Hors du temps - À mi-chemin.

— Le monde était rempli de beauté. Le monde était magnifique. Mais l'Homme est destructeur. L'Homme a tout détruit. Maintenant, il reste la beauté de nos cœurs. Elle sera toujours là. Où que vous soyez, qui que vous deveniez. La beauté se cache bien souvent. La beauté, c'est la vie, c'est un instant, un sourire, un rire, une étreinte, un moment, un adieu...

Le volume de ma voix baisse progressivement et je m'arrête enfin. Selma n'a pas bougé, elle n'a même pas tressailli. Je me trompais, elle est bien plus forte que moi à son âge.

Je fixe l'un des hommes dans les yeux une fraction de seconde. Ils sont là pour nous éradiquer, notre communauté, la branche malade de l'arbre. Nous ne pouvons pas nous défendre contre une telle puissance de feu.

Les crans de sécurité sautent dans un bruit secs. Des enfants regardent autour d'eux, hébétés, comme s'ils s'éveillaient d'un songe. Mais ils n'ont pas le temps de reprendre leurs esprits. Les balles les transpercent de part en part sans qu'ils ne laissent un seul cri s'échapper.

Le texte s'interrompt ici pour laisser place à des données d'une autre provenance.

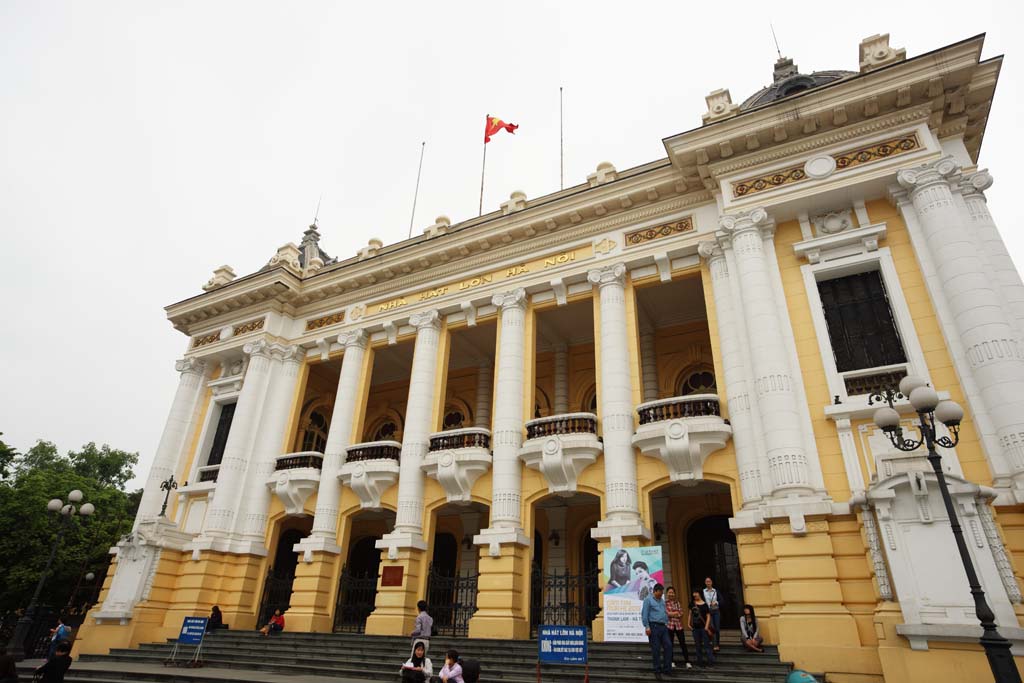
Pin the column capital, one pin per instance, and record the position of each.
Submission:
(190, 366)
(513, 299)
(609, 274)
(753, 219)
(974, 184)
(260, 347)
(942, 171)
(426, 318)
(710, 250)
(353, 338)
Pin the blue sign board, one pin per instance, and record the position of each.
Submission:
(561, 644)
(193, 629)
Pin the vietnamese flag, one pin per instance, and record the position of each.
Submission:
(496, 125)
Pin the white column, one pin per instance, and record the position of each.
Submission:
(990, 341)
(506, 523)
(484, 380)
(773, 379)
(339, 437)
(561, 367)
(416, 435)
(1005, 276)
(556, 524)
(269, 442)
(622, 502)
(733, 368)
(220, 519)
(180, 423)
(648, 364)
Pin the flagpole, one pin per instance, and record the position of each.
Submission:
(483, 168)
(416, 194)
(561, 142)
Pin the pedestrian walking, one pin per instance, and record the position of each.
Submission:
(418, 668)
(55, 668)
(676, 627)
(714, 601)
(655, 624)
(698, 622)
(749, 630)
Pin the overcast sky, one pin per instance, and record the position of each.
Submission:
(144, 143)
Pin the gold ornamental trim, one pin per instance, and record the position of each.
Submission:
(206, 339)
(844, 160)
(634, 238)
(325, 321)
(252, 326)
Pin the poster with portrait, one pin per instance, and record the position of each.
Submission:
(630, 574)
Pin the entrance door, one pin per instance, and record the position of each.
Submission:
(278, 587)
(357, 587)
(711, 551)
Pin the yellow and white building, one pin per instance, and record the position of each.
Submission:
(679, 353)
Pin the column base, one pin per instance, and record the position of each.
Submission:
(394, 612)
(503, 595)
(495, 538)
(313, 593)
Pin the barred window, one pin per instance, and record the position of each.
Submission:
(860, 322)
(220, 436)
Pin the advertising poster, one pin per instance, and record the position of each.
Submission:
(630, 573)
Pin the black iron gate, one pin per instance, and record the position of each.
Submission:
(276, 595)
(452, 598)
(356, 597)
(563, 598)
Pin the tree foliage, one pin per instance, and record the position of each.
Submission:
(34, 478)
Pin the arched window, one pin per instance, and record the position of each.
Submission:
(695, 380)
(314, 437)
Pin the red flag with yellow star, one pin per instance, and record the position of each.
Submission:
(496, 125)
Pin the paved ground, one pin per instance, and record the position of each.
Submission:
(205, 672)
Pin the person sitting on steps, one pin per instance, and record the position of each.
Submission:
(275, 625)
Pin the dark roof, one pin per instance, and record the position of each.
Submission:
(788, 81)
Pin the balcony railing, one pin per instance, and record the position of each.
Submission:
(694, 406)
(569, 423)
(208, 473)
(460, 438)
(374, 451)
(295, 461)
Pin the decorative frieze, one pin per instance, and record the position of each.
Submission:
(634, 238)
(325, 321)
(844, 160)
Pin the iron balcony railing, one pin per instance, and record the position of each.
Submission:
(294, 461)
(472, 437)
(694, 406)
(569, 423)
(374, 451)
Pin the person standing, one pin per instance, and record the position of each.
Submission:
(676, 628)
(713, 600)
(698, 622)
(749, 630)
(655, 624)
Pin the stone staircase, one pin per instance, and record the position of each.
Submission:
(297, 656)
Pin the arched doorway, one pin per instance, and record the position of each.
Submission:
(711, 551)
(281, 575)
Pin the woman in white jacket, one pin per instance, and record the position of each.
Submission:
(418, 668)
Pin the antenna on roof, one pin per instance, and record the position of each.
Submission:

Selma soutient mon regard tant qu'elle peut. Je vois une tâche rouge se former sur son tee-shirt et tout ceci dans le plus grand des silences. Il n'y a pas de musique dramatique qui ne conviendrait de toute façon pas à cette scène. Le silence est le gong de la mort.

Boum !

Mon cœur bat encore. Il résonne furieusement à mes oreilles. Le silence est parti, remplacé par les frémissements frénétiques de mon organe le plus vital. Et soudain, mon regard détecte un mouvement pile en face de moi. L'homme que je n'ai pas quitté des yeux et qui semble être le chef, baisse son arme.

Boum !

Égoïstement, comme l'est tout homme à cet instant suprême, j'espère ma survie. Mais ce battement était le dernier. Ce n'est pas le chef qui a tiré mais un de ses sbires. Je ne baisse pas le regard, Selma non plus. Et pourtant, nous savons toutes les deux que nous sommes mortes.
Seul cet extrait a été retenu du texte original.